Page last updated at 08:10 GMT, Wednesday, 2 April 2008 09:10 UK

Ashdown warning over Afghanistan

British troops in Afghanistan
There are 47,000 Nato troops in Afghanistan

The Nato-led alliance is "getting pretty close" to losing control of Afghanistan, Lord Ashdown, the former UN envoy to Bosnia has warned.

The peer, who was blocked from being UN envoy to Afghanistan by President Hamid Karzai, says it will take more than extra troops to quell the fighting.

He spoke as Gordon Brown flies to Romania for Nato's biggest summit.

"I'm not saying for a moment that we have lost... I'm saying that we're getting pretty close to it," he said.

During the Bucharest summit, Mr Brown and US President George Bush are set to call for more of the 26 Nato members to send combat troops and provide additional support in the battle against the Taleban.

International strategy needed

Lord Ashdown, who stepped down as Lib Dem leader in 1999, said alongside more troops, Afghanistan needs a stable government.

"While more troops are definitely necessary, they are not sufficient," he told BBC Radio 4's Today programme.

If we don't create the government, the Taleban simply come back ... you have to do both of them together
Lord Ashdown

"What we really need here, alongside more troops and more people prepared to carry the burden, is a clear international strategy which is unified and which has a political aim.

"You can defeat the enemy militarily on the battlefield, but what you have to do is win the political battle.

"And if you don't do the second of those, there's not much point doing the first."

Lord Ashdown said he did not believe it was possible to defeat the Taleban "unless you can also create a stable government in Kabul and an effective state in Afghanistan".

"And we are a long way from achieving that," he said.

Main aims

"If we don't create the government, the Taleban simply come back ... you have to do both of them together."

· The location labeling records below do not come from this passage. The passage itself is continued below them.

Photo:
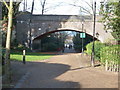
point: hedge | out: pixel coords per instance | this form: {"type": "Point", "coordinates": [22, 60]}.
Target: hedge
{"type": "Point", "coordinates": [110, 53]}
{"type": "Point", "coordinates": [98, 46]}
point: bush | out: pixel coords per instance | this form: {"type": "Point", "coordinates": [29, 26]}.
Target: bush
{"type": "Point", "coordinates": [98, 47]}
{"type": "Point", "coordinates": [49, 47]}
{"type": "Point", "coordinates": [20, 47]}
{"type": "Point", "coordinates": [110, 53]}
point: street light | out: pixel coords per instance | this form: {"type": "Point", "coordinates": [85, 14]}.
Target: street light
{"type": "Point", "coordinates": [82, 37]}
{"type": "Point", "coordinates": [93, 46]}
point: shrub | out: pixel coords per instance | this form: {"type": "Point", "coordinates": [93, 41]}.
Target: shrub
{"type": "Point", "coordinates": [98, 46]}
{"type": "Point", "coordinates": [110, 53]}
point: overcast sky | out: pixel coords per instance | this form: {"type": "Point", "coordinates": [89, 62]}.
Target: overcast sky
{"type": "Point", "coordinates": [61, 7]}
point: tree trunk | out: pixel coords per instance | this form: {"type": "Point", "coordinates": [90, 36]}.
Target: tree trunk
{"type": "Point", "coordinates": [8, 39]}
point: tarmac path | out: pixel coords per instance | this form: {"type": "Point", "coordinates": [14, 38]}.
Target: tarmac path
{"type": "Point", "coordinates": [68, 70]}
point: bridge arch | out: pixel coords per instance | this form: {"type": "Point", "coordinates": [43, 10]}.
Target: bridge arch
{"type": "Point", "coordinates": [64, 29]}
{"type": "Point", "coordinates": [37, 40]}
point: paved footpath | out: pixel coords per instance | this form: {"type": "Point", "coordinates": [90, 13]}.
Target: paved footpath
{"type": "Point", "coordinates": [69, 70]}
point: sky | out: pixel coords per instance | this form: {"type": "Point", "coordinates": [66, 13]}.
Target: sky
{"type": "Point", "coordinates": [62, 7]}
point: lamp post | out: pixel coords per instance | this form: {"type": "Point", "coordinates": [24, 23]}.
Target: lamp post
{"type": "Point", "coordinates": [93, 46]}
{"type": "Point", "coordinates": [82, 37]}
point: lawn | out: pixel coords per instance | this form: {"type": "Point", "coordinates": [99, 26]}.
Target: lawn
{"type": "Point", "coordinates": [29, 56]}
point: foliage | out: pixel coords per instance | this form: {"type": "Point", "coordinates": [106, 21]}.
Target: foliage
{"type": "Point", "coordinates": [110, 53]}
{"type": "Point", "coordinates": [29, 56]}
{"type": "Point", "coordinates": [98, 46]}
{"type": "Point", "coordinates": [111, 18]}
{"type": "Point", "coordinates": [20, 48]}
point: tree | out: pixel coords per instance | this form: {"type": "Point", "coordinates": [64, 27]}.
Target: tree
{"type": "Point", "coordinates": [44, 7]}
{"type": "Point", "coordinates": [111, 18]}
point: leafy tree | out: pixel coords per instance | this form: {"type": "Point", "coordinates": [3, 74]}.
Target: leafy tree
{"type": "Point", "coordinates": [111, 18]}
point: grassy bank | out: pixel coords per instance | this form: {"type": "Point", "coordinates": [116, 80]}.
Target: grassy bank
{"type": "Point", "coordinates": [30, 56]}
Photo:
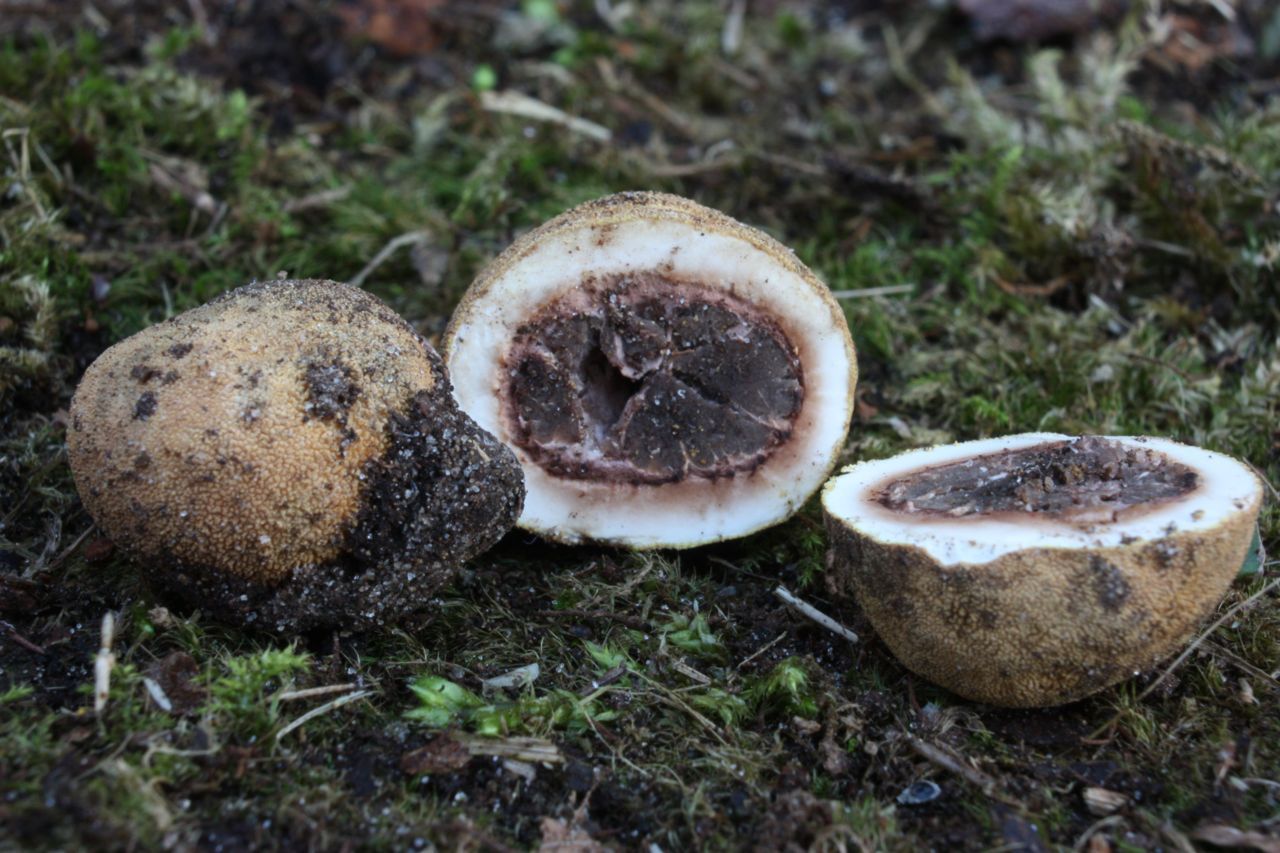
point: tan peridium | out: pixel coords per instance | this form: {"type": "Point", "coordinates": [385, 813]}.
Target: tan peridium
{"type": "Point", "coordinates": [1040, 626]}
{"type": "Point", "coordinates": [603, 214]}
{"type": "Point", "coordinates": [204, 439]}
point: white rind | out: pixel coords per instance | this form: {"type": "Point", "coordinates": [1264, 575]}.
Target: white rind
{"type": "Point", "coordinates": [647, 516]}
{"type": "Point", "coordinates": [1226, 487]}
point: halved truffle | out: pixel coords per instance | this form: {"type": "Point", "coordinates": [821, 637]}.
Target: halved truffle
{"type": "Point", "coordinates": [666, 375]}
{"type": "Point", "coordinates": [288, 455]}
{"type": "Point", "coordinates": [1036, 569]}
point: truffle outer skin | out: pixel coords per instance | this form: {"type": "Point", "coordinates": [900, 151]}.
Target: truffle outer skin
{"type": "Point", "coordinates": [1038, 626]}
{"type": "Point", "coordinates": [242, 451]}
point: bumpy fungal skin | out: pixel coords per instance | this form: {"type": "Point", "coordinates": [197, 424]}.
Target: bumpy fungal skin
{"type": "Point", "coordinates": [288, 455]}
{"type": "Point", "coordinates": [1041, 625]}
{"type": "Point", "coordinates": [680, 488]}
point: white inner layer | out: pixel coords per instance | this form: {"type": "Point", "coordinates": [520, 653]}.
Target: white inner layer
{"type": "Point", "coordinates": [1225, 488]}
{"type": "Point", "coordinates": [648, 515]}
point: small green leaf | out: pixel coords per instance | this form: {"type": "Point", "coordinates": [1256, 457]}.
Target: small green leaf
{"type": "Point", "coordinates": [1255, 557]}
{"type": "Point", "coordinates": [443, 701]}
{"type": "Point", "coordinates": [484, 78]}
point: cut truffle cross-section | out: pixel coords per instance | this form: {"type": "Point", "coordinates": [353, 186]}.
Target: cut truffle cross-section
{"type": "Point", "coordinates": [641, 379]}
{"type": "Point", "coordinates": [1037, 569]}
{"type": "Point", "coordinates": [666, 375]}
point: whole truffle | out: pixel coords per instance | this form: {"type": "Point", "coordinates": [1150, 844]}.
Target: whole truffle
{"type": "Point", "coordinates": [288, 455]}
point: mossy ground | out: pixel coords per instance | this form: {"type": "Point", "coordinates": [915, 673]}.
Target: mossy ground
{"type": "Point", "coordinates": [1084, 236]}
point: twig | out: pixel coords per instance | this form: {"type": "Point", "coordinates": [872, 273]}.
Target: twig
{"type": "Point", "coordinates": [1080, 843]}
{"type": "Point", "coordinates": [104, 664]}
{"type": "Point", "coordinates": [324, 708]}
{"type": "Point", "coordinates": [1272, 682]}
{"type": "Point", "coordinates": [731, 37]}
{"type": "Point", "coordinates": [814, 614]}
{"type": "Point", "coordinates": [321, 199]}
{"type": "Point", "coordinates": [387, 251]}
{"type": "Point", "coordinates": [65, 552]}
{"type": "Point", "coordinates": [972, 775]}
{"type": "Point", "coordinates": [520, 748]}
{"type": "Point", "coordinates": [873, 291]}
{"type": "Point", "coordinates": [607, 679]}
{"type": "Point", "coordinates": [512, 103]}
{"type": "Point", "coordinates": [1194, 644]}
{"type": "Point", "coordinates": [287, 696]}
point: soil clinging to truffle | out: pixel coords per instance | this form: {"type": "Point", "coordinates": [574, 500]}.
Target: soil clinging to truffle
{"type": "Point", "coordinates": [647, 379]}
{"type": "Point", "coordinates": [443, 492]}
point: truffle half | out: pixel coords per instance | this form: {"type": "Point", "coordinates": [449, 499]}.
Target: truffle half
{"type": "Point", "coordinates": [666, 375]}
{"type": "Point", "coordinates": [288, 455]}
{"type": "Point", "coordinates": [1036, 569]}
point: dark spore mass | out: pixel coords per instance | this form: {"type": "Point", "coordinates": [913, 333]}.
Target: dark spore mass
{"type": "Point", "coordinates": [1052, 479]}
{"type": "Point", "coordinates": [645, 379]}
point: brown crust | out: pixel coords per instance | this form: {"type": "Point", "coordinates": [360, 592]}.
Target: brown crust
{"type": "Point", "coordinates": [1040, 626]}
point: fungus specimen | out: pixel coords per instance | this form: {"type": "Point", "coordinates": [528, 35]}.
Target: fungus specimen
{"type": "Point", "coordinates": [666, 375]}
{"type": "Point", "coordinates": [1036, 569]}
{"type": "Point", "coordinates": [288, 455]}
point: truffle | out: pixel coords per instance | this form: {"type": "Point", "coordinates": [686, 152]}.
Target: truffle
{"type": "Point", "coordinates": [288, 455]}
{"type": "Point", "coordinates": [667, 377]}
{"type": "Point", "coordinates": [1036, 569]}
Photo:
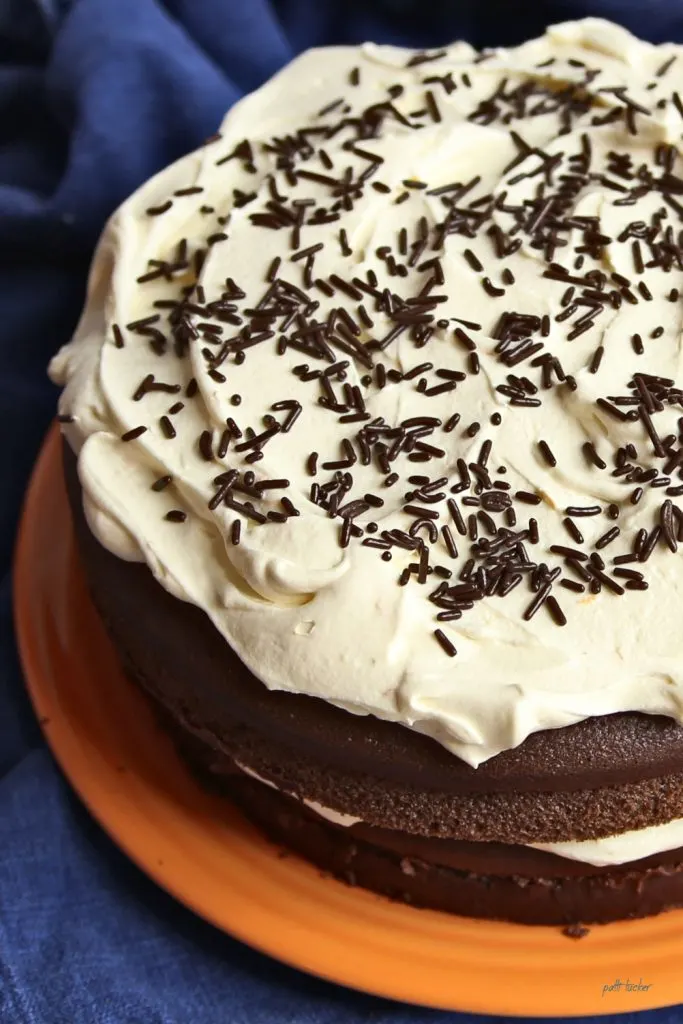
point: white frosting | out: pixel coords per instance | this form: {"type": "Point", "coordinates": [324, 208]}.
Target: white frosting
{"type": "Point", "coordinates": [608, 851]}
{"type": "Point", "coordinates": [303, 613]}
{"type": "Point", "coordinates": [622, 849]}
{"type": "Point", "coordinates": [336, 817]}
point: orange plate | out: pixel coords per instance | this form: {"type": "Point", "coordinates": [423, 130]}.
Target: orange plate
{"type": "Point", "coordinates": [203, 852]}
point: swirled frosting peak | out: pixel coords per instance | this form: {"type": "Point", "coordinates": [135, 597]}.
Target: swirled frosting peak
{"type": "Point", "coordinates": [386, 378]}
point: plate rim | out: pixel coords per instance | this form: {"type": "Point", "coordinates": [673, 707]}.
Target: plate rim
{"type": "Point", "coordinates": [564, 957]}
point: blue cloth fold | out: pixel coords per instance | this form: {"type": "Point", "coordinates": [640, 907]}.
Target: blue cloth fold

He added: "I'm not saying for a moment that we have lost in Afghanistan, I am, however, saying that we are getting pretty close to it and unless we begin to turn this thing round with a political strategy that can be supported by the military action, more troops that we are calling for in Bucharest may help in the short term, but won't help us in the long."

Lord Ashdown said he had listed three aims for the job of UN special envoy to Afghanistan, before Norwegian diplomat Kai Eide was selected to carry it out.

These included establishing security for the nation, not just militarily, but on the home front, with a secure water supply and secure government on the ground.

He also believed it was necessary to establish the rule of law and increase the capacity to govern Afghanistan by building governmental institutions.

He said if these three aims were adopted, the soldiers in Afghanistan "become part of the plan" rather than having the problem dumped on them with all the sacrifices and risks that entails.